つまり、まだ終わっていないのに、「できた」と思ってしまうと、脳は「もうこのことは考えなくても良い」と判断するのです。
仕事や勉強をしていて、まだ完全には終わっていないのに、「だいたいできた」と考えることはありませんか?
これは、脳に「止まれ!」と言っているようなものなのです。

たとえば、試験を終えて帰ってきた子どもに「どうだった?」と尋ねたとき。
「だいたいできた」と答える子どもは、あまり成績が伸びません。

「ここがダメだった」と具体的に言え、そのできなかった部分にこだわってこそ、勉強ができるようになるのです。


真剣勝負

剣道の達人の方から、
「本物の刀で対戦すると、有段者が素人に勝つとは限らない」といいます。
「火事場の馬鹿力」という言葉もあるように、人間の脳は、普段は100%を出さないように出来ています。
危機感が脳のパフォーマンスを最大限に引き上げることを示した例といえるでしょう。
「窮鼠、猫をかむ」「火事場の馬鹿力」といった言葉は、人間がこうした脳の反応を体験的に知っていたことからできたものだと考えられます。

また、日常生活においては「悔しい」と感じることが、脳の力を引き出す強力なファクターとなります。
というのも、「悔しい、今度こそやってやろう」と思えると、自己報酬神経群が強く働くことになるからです。
悔しいと感じられる「負けず嫌い」は、立派な才能であるといっていいでしょう。

緊張

よく「もてる能力を発揮するには、緊張していてはダメだ。

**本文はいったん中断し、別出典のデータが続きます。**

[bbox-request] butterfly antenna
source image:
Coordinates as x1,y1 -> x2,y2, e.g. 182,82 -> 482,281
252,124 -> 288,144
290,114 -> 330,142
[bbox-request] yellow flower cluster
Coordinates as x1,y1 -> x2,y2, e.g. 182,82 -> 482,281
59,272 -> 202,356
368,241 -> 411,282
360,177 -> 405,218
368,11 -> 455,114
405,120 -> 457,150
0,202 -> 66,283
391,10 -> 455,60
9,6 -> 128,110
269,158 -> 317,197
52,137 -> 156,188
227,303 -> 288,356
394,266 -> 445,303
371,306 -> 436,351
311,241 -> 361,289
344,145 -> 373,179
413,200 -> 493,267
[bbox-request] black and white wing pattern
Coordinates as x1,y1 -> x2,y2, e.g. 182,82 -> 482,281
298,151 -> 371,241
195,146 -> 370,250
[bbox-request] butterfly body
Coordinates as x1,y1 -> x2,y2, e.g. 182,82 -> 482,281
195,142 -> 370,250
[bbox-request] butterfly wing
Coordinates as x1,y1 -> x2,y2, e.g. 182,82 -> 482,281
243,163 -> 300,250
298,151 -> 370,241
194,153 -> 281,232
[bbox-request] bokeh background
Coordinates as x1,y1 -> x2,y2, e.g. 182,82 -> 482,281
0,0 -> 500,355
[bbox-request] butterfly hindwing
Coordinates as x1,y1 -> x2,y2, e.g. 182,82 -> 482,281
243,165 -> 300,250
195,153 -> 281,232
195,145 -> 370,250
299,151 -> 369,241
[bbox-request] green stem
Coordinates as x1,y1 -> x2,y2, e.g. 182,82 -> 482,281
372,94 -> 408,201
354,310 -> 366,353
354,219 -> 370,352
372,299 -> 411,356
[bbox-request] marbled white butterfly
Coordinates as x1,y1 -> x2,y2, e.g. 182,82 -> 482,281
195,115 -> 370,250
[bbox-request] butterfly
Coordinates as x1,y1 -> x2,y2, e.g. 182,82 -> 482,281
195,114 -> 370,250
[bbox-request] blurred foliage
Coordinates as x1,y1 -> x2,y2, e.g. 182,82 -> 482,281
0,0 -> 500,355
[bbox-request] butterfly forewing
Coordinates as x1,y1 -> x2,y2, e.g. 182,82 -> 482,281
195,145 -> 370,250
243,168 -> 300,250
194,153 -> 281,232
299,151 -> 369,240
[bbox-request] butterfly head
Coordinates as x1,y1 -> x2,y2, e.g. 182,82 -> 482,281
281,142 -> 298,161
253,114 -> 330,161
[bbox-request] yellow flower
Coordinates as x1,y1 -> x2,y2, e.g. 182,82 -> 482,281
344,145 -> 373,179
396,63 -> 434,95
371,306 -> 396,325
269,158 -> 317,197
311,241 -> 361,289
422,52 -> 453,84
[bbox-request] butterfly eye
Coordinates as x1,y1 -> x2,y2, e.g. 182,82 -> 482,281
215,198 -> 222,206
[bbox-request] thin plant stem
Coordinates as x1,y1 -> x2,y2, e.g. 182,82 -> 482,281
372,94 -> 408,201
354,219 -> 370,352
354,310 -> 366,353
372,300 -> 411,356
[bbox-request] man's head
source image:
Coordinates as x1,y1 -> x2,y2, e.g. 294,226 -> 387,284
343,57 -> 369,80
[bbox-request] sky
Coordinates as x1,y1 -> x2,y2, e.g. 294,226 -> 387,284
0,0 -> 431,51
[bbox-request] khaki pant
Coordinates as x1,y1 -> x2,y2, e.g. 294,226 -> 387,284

リラックスしたほうがよい」と言う人もいますが、これは大きな誤りだとスポーツの世界では言われています。

緊張感は身体の調子を上げる役割をもっています。
気持ちが高まると、交換神経が刺激され、心臓や呼吸器が活発に働き、脳や手足に十分な酸素を送り込むのです。
運動のエネルギーとなるブドウ糖も、交感神経が刺激されてアドレナリンが放出され、肝臓のグリコーゲンを分解することでつくられます。
「ここぞ」というときの緊張感は、脳が身体の機能を最大限に活かすためのものであるといってよいでしょう。

特に、「自分は緊張するから本番は心配だ!」という人は、緊張したほうが、しないよりは絶対結果がいい!と言い聞かせることも大事です。